L'UE n'est pas l'Europe ; elle n'est qu'une version très imparfaite du projet européen.
Si la participation aux élections européens qui ont eu lieu il y a 4 jours est remontée de 8 point (43 % en 2014 à 51% cette fois) peut-on en tirer une quelconque conclusion sur la viabilité de l’UE dans sa forme actuelle? En quoi un surcroît de légitimité électorale pour ces députés sans compétences réelles répondra aux défauts de Schengen, à la concurrence fiscale, aux dévaluations internes des pays, aux effets délétères de l’Euro, à l’absence de nouveaux projets industriels continentaux, à l’hégémonie de la CJE sur les lois nationales en matière d’immigration, de gouvernance économique, de droits individuels ?…

Si la “tectonique” voit les Verts progresser, ainsi que les centristes libéraux de ALDE, on ne voit pas en quoi cela agira sur les traités CETA, TAFTA, sur la protection de nos agricultures, industries et de nos savoir-faire, sur la fiscalisation des GAFA et autres…?

Enfin, qualifier “d’anti-européens” tous ceux qui font la critique de l’Union Européenne n’est -il pas facile et caricatural? La plupart sont en réalité europhiles mais anti-UE.
L’UE n’est PAS l’Europe. L’UE n’est qu’une voie parmi d’autres, une voie de convergence choisie par les européens à un moment de l’histoire (1986). Il est tout à fait possible que cette voie soit une impasse, qu’il faille revoir certains principes, rebrousser chemin pour repartir sur des bases meilleures.
Par exemple, revenir juste avant l’acte Unique de 1986, opter pour une monnaie commune et subsidiaire en plus des monnaies nationales, redonner aux Etats la maitrise de leur politique budgétaire et monétaire mais en échange les soumettre au contrôle des Citoyens Européens par l’entremise du RIC, développer l'Europe des Cultures et l'Europe des Citoyens en leur confiant des missions et en finançant des projets..

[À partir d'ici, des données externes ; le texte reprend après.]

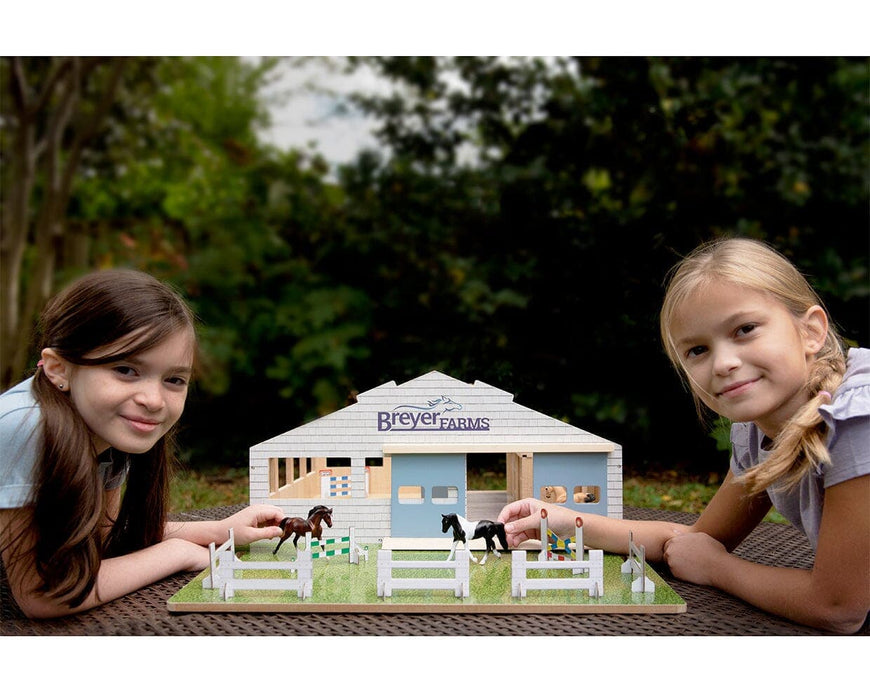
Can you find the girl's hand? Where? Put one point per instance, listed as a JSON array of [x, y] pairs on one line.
[[522, 520], [693, 556], [258, 522]]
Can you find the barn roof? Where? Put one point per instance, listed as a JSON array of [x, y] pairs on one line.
[[431, 413]]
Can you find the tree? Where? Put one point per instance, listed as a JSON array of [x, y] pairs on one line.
[[53, 110]]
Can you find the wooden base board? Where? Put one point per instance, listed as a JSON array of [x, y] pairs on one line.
[[341, 587]]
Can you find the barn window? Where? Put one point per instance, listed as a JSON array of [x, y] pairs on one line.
[[554, 494], [409, 495], [445, 495]]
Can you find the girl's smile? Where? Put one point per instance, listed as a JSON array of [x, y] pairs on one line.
[[746, 355]]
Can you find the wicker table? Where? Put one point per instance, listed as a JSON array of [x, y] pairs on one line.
[[709, 611]]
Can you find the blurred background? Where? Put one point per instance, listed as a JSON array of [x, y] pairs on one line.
[[339, 223]]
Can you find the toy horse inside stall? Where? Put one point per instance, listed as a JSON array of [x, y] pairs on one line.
[[299, 526], [463, 530]]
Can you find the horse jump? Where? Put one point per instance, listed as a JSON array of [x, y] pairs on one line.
[[223, 565], [460, 583], [593, 563], [336, 545], [636, 565]]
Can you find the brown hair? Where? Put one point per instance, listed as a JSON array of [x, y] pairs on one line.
[[800, 446], [103, 317]]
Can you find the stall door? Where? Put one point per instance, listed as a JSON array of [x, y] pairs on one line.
[[424, 487]]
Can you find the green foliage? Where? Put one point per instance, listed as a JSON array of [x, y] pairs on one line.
[[514, 228]]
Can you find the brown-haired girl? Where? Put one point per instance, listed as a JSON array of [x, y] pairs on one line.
[[752, 340], [99, 414]]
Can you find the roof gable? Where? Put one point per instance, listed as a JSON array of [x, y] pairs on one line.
[[432, 409]]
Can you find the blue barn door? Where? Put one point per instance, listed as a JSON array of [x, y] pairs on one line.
[[424, 487]]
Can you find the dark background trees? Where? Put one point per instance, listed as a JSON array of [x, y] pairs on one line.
[[515, 227]]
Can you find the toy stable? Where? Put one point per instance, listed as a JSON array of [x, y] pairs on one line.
[[394, 461]]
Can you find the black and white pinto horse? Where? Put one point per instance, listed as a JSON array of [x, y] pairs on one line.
[[464, 530]]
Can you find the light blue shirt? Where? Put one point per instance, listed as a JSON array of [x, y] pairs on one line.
[[19, 445], [848, 419]]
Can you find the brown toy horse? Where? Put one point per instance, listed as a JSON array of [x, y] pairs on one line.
[[299, 526]]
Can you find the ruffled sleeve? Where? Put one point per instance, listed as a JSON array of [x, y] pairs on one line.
[[848, 420]]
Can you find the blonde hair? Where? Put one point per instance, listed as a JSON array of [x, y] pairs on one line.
[[801, 444]]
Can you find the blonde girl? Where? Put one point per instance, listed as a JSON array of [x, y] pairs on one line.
[[99, 414], [753, 342]]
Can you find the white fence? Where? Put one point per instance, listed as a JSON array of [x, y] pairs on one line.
[[224, 564], [592, 565], [459, 583], [592, 582], [636, 566]]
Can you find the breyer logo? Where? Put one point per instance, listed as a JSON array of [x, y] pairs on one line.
[[430, 417]]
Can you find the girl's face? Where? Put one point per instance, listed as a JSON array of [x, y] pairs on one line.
[[746, 355], [131, 404]]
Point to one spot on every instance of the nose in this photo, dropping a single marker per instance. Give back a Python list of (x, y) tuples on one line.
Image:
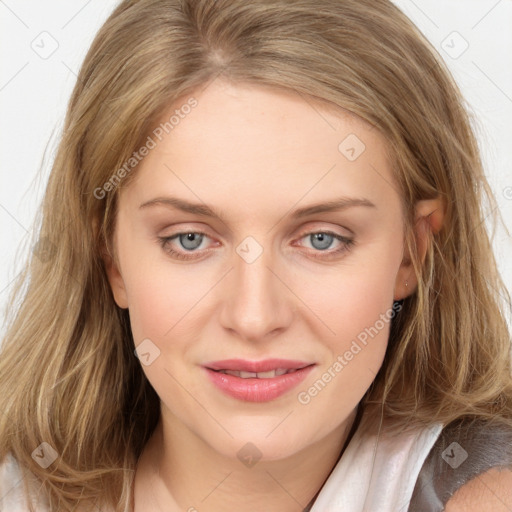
[(256, 302)]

Bref… l’Europe est un PROJET toujours en mouvement. L’UE a été une étape ou une période de ce projet, dans une version imparfaite, trop imparfaite pour rester ainsi.

Elle devra se refonder, et le risque est grand qu’elle ne le fasse qu’une fois enfoncée dans la crise qui lui pend au nez… et que les européistes enchanteurs comme COHN-BENDIT ne veulent ou ne peuvent pas voir.